NSF grant to allow professors to study how nanomaterials disperse in liquids

Published: Mar 15, 2021 2:47 PM

By Cassie Montgomery

As consumer electronics get smaller, the need for smaller parts, such as batteries, grows. Researchers are actively exploring additive manufacturing techniques to create the necessary smaller parts, but they first need to establish a fundamental understanding of the nanomaterial known as MXenes. 

Virginia Davis, the Dr. Daniel F. and Josephine Breeden Professor of chemical engineering, and Majid Beidaghi, associate professor of materials engineering, are working to evaluate the properties of MXenes with a $328,420 National Science Foundation award for their project “Understanding the Effects of Sheet Size and Salt Addition on Aqueous MXene Dispersions: Phase Behavior, Rheological Properties and Printability.” 

“MXenes are a new material and they have a lot of amazing properties and potential in applications such as batteries, supercapacitors and things that power our everyday devices,” Davis said. “However, in order to enable them to be used in these applications, we have to understand how to process them into different structures.” 

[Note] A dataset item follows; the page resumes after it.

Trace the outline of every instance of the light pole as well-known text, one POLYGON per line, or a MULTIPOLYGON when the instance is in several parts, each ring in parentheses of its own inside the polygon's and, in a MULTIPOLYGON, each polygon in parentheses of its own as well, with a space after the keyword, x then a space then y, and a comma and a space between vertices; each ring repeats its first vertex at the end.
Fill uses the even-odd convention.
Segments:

MXenes are a family of 2D crystalline nanomaterials composed of transition metal carbides, nitrides or carbonitrides. One advantage of MXenes is that they can be dispersed in water and processed into devices and structures using fluid phase processing techniques such as direct ink writing, a specialized 3D printing technique. To date, advances in MXene processing have required time-consuming and expensive trial-and-error approaches. 

“Our grant is looking at using fundamental tools for understanding how solids disperse in liquids and to gain new insight as to the behavior of (MXenes) to enable them to be printed into small devices using additive manufacturing,” Davis said. “In this grant we’re particularly looking at MXenes in the context of other 2D or sheet-like nanomaterials. If we can understand those fundamental principles that govern these sheet-like materials, then we can apply it to other new materials that we may discover or make materials we already know about, such as nanoclays, work even better.” 

This topic represents a natural cross-section of Davis’ and Beidaghi’s specialized research areas. Beidaghi has studied MXenes and their potential since he was a post-doctoral research fellow at Drexel University. Davis is interested in understanding how to effectively process nanomaterials and how they flow in liquids. 

“Really it was both of us coming together at Auburn that allowed us to tackle both parts of the problem, the materials chemistry part and the phase behavior part,” Davis said. 

The two plan to collaborate with other researchers to advance the experimental and theoretical methods to study dispersions of nanomaterials.